• U.S.

Science: Truer Compass

3 minute read
TIME

The compass—oldest known navigating instrument—has been revolutionized. Last week Bendix Aviation Corp. announced a new automatic compass that makes the old magnetic needle* look as obsolete as a warrior’s spear. The new “gyro flux gate” compass, designed especially for aircraft, is already at work guiding United Nations flyers unerringly to their targets.

For navigators, the traditional magnetic compass has the defect of being too crude. Despite modern refinements, it is still essentially a magnetized needle kept pointed north by the earth’s magnetic field. It must be corrected constantly by tricky calculations, because of 1) interfering magnetic fields from surrounding metallic objects, and 2) geographical variations in the earth’s magnetic field, some of which result from the fact that the magnetic poles are not the earth’s true poles.

The newer gyro compass (about thirty years old), which uses a gyroscope that tends to seek the North Pole, is an improvement for sea navigation. But its bulk and the quick, violent turns of airplane flight make the gyro compass impractical in the air. Plane movements also raise hob with a magnetic compass.
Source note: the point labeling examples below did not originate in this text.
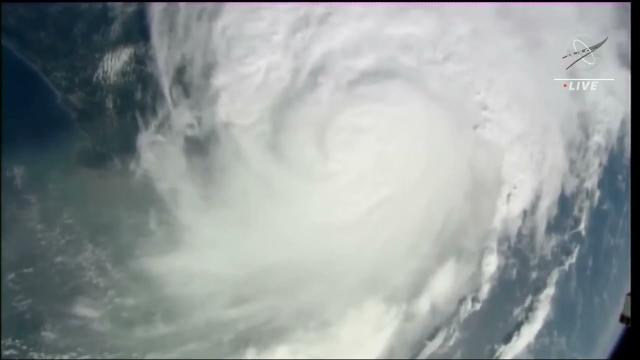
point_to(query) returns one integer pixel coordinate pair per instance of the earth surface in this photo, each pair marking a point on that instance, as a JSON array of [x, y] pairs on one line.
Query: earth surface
[[128, 231]]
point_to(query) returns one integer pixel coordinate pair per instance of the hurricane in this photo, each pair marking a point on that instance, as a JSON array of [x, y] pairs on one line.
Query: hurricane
[[358, 180]]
A Different Matter. The gyro flux gate compass, on which Bendix engineers worked seven years, is based on an entirely different principle. Exactly how it works is still a military secret (at least one of the instruments has fallen into Axis hands, but its inventors believe it will take Axis scientists years to figure it out). Its basic parts are a triangular set of coils and a gyroscope. The function of the gyroscope (which spins at 10,000 revolutions a minute) is simply to keep the instrument level during a plane’s turns and lunges. The coils, which replace the needle in the old compass, pick up currents from the earth’s magnetic field. This energy is converted into tiny electrical impulses, then amplified to turn a hand on a dial, showing the navigator the plane’s direction. Inside this dial are mechanisms that automatically correct errors resulting from magnetic interference and variations. There is less interference from ship metal or electrical apparatus than in the magnetic compass, because the pickup coils need not be in the navigator’s cabin, can be installed where they will not be affected by the ship’s bomb load or armor.

The result, according to a Bendix spokesman: “The new compass will not go off its reading when the plane dives or climbs rapidly ; it will not lag or overshoot during a turn, and it will not oscillate or hunt back and forth in rough weather.” It is also usable in regions where a magnetic compass breaks down completely—near the North & South Poles. Because of the weak magnetic currents there, a magnetic compass is useless within 1,200 miles of either Pole; the new compass, much more sensitive, works as close as 300 miles.

*According to Chinese claims the first use of a magnetic compass was by Chinese Emperor Hwang-ti in a battle in 2364 B.C. To guide his warriors through an enemy fog screen, he mounted on a cart a magnetized figure which steadily pointed south. But the real origin of the compass and its first use is uncertain.